As I’m sure most of you know if you read my blog regularly, compelling (and accurate) financial analysis is a key component in selling efficiency effectively. So, what exactly is financial analysis? Most people would probably agree that it’s the accurate cost/benefit analysis of a proposed investment. Before you can have accuracy in this analysis, you have to actually ask yourself, “Where do the costs and the benefits come from?” Today, we’ll discuss the costs that should be included in the financial summary of any efficiency project.
Local labor and materials figures: Are you estimating the cost of labor and materials based on the national average or are you taking into consideration the actual costs based on the location of the project?
Prevailing wage considerations: If it’s a government job, did you remember to incorporate the proper assumptions regarding prevailing wage?
Demolition, recycling, and disposal costs: These are often overlooked in financial summaries. Don’t forget to include them, because they can have a significant impact on the cost of the project.
Soft costs: Did you remember to include any potential soft costs, such as architectural, engineering and consulting fees?
Contingency: I've been in this business for over 25 years and I don’t think I can remember a time when a vendor included contingency in the financial summary. Why? Perhaps because they're worried about doing a limbo dance under the simple payback period “maximum threshold” that the customer told them about, and they don’t want to risk any cost increase. That really doesn't do any justice to the customer in the end, so be sure to disclose a contingency amount upfront.
Rebates and incentives: Rebates and incentives have a tendency to reduce first cost, so any savvy sales professional would be sure to include estimates for these in the analysis.

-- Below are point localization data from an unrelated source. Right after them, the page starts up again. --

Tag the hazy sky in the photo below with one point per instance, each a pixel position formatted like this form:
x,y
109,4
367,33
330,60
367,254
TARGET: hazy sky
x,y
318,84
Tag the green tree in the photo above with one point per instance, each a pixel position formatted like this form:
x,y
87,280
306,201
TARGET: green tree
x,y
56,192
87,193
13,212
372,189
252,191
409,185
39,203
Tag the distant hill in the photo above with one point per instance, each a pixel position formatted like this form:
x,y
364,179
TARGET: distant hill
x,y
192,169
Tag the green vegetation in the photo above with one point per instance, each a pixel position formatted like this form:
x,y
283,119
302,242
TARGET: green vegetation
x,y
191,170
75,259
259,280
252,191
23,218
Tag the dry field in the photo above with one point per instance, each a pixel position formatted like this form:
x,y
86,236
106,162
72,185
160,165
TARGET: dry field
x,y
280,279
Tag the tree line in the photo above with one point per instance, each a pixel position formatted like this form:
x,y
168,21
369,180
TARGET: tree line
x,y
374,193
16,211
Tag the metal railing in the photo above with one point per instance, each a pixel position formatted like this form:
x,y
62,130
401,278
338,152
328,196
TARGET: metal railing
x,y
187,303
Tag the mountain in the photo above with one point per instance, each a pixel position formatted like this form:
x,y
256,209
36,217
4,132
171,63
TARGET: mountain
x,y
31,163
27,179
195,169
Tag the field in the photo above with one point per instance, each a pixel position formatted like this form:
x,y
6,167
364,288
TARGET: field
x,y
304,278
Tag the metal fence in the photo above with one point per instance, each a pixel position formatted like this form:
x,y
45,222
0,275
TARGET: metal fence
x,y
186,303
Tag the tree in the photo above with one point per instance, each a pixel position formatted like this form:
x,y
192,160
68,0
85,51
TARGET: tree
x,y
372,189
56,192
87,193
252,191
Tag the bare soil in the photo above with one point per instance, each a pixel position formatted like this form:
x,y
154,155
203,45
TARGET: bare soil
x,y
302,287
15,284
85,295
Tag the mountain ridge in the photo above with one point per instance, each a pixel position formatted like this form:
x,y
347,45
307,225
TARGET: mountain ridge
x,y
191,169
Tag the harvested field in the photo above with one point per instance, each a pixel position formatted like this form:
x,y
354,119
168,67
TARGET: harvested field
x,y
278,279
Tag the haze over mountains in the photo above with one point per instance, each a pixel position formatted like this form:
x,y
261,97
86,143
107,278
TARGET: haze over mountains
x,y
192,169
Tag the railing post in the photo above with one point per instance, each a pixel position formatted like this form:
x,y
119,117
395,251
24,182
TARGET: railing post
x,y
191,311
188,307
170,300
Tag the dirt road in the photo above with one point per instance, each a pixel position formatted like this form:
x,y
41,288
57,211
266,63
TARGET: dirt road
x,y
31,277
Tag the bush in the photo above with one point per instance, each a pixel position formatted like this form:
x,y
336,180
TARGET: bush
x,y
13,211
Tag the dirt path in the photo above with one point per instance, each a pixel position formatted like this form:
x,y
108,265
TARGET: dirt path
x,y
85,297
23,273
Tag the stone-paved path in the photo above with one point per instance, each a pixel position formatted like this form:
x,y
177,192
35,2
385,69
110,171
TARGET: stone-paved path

Tax benefits: Be sure to separate these from the rebates and incentives. Rebates and incentives can be before-tax or after-tax and so can tax benefits (think “tax deduction” versus “tax credit”). It bothers me when someone says, “You’re going to save a thousand dollars per year in energy bills, and in addition to that, you're going to get a five-hundred-dollar tax credit.” Think about that. If you save a thousand dollars in energy bills, assuming that you're a business and you can write that energy off as a cost, you’re really not saving that whole thousand dollars. Rather, on an after-tax basis you're saving a thousand dollars multiplied by “one minus your marginal tax rate.” So be careful how you present rebates, incentives, and tax benefits in your analysis.
Payment: Who is actually going to be paying for the first cost of the project? We talked about this in the blogs that addressed doing upgrades in landlord/tenant settings. It’s important for you to know who is paying and to demonstrate how this impacts the project’s financials.